Molecular marker-assisted backcrossing breeding: an example to transfer a thermostable β-amylase gene from wild barley

Molecular marker-assisted backcrossing (MABC) is widely recommended for transferring favorable alleles from a donor to an elite variety. The question remains whether MABC is an effective approach to developing a competitive commercial variety. Here, we illustrate the transfer of a thermostable β-amylase allele Sd3 from wild barley into a commercial barley variety Gairdner. The elite lines were chosen for the Regional Crop Variety Test that followed a standard conventional breeding process. The results demonstrated that the Sd3 allele not only increased enzyme thermostability but dramatically enhanced diastatic power, an important malting quality trait.

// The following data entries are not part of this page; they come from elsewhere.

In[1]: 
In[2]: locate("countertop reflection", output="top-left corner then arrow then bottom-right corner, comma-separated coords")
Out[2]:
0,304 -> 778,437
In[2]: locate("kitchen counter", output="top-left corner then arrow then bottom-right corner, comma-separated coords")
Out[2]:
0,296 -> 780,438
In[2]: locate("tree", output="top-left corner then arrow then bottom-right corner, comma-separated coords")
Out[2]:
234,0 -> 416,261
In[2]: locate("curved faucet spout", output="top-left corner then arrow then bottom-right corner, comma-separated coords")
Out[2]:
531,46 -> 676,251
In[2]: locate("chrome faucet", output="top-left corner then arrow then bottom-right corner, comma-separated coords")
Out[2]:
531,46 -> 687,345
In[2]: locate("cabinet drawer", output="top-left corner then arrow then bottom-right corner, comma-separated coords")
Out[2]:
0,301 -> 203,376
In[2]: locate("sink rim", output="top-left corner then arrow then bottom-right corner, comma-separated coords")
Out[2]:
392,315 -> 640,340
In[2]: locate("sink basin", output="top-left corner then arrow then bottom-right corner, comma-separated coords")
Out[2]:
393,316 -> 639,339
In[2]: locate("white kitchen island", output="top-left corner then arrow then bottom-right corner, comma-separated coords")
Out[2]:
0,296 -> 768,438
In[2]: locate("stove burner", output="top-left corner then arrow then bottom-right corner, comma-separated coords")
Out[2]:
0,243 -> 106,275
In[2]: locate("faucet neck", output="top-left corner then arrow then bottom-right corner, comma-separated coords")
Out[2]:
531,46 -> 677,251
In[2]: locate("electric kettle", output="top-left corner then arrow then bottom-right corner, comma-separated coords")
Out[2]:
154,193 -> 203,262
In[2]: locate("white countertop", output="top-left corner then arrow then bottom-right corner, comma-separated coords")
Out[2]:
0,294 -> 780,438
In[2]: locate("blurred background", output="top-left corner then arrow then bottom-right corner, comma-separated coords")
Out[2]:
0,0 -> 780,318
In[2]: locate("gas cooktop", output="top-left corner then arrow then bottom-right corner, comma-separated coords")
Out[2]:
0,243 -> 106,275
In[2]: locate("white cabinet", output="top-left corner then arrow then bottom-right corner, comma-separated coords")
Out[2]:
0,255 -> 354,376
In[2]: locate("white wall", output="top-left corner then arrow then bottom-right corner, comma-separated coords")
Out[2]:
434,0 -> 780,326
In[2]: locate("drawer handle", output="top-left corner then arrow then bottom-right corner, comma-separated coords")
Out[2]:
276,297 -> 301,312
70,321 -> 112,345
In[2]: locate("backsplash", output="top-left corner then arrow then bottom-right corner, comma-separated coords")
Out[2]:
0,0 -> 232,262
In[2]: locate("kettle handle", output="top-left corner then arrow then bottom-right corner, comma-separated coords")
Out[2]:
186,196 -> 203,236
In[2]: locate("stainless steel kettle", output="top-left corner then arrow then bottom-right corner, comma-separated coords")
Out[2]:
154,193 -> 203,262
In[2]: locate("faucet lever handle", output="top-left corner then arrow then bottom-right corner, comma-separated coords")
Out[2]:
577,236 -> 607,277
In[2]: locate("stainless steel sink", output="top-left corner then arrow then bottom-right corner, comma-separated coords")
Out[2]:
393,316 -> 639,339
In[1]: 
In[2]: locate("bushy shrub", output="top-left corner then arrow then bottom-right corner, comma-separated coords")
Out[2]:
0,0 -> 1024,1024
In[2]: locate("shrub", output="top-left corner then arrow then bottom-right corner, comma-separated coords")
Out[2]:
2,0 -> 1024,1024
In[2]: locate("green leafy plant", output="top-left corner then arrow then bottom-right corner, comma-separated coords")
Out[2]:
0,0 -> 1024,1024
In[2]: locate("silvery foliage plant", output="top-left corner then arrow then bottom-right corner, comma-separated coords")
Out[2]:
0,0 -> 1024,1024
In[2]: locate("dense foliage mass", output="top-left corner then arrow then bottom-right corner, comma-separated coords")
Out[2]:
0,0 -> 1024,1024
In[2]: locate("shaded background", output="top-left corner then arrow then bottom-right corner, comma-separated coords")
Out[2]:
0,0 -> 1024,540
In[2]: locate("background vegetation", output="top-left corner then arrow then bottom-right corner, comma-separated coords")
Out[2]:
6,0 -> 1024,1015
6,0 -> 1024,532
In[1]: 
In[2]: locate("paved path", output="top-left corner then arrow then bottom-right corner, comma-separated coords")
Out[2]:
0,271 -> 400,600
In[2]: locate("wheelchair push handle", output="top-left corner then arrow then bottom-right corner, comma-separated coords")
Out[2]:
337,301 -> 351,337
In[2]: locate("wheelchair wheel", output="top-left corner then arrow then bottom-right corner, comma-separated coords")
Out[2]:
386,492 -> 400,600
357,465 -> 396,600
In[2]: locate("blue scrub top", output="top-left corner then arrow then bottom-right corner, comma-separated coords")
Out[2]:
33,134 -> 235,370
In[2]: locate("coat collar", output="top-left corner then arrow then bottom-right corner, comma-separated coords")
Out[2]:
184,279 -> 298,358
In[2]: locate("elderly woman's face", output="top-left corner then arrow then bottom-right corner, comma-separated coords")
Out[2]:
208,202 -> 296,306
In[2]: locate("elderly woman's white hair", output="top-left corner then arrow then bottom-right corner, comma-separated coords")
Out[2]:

The BC1F1 individuals had a fundamental impact on the comprehensive agronomic and quality traits of the final progenies, demonstrating the importance of screening at the early stage of backcrossing in MABC. There was sufficient genetic variation in the BC3F3 families to select other malting quality and agronomic traits. Ten individual breeding lines with improved β-amylase thermostability also had improved yields and grain plumpness. Three elite lines with improved malting quality and agronomic traits were selected to provide a parental line to incorporate the wild barley allele for breeding a commercial variety. A new strategy should be considered that uses marker-assisted selection and backcrossing to transfer a favorable allele from a wild parent.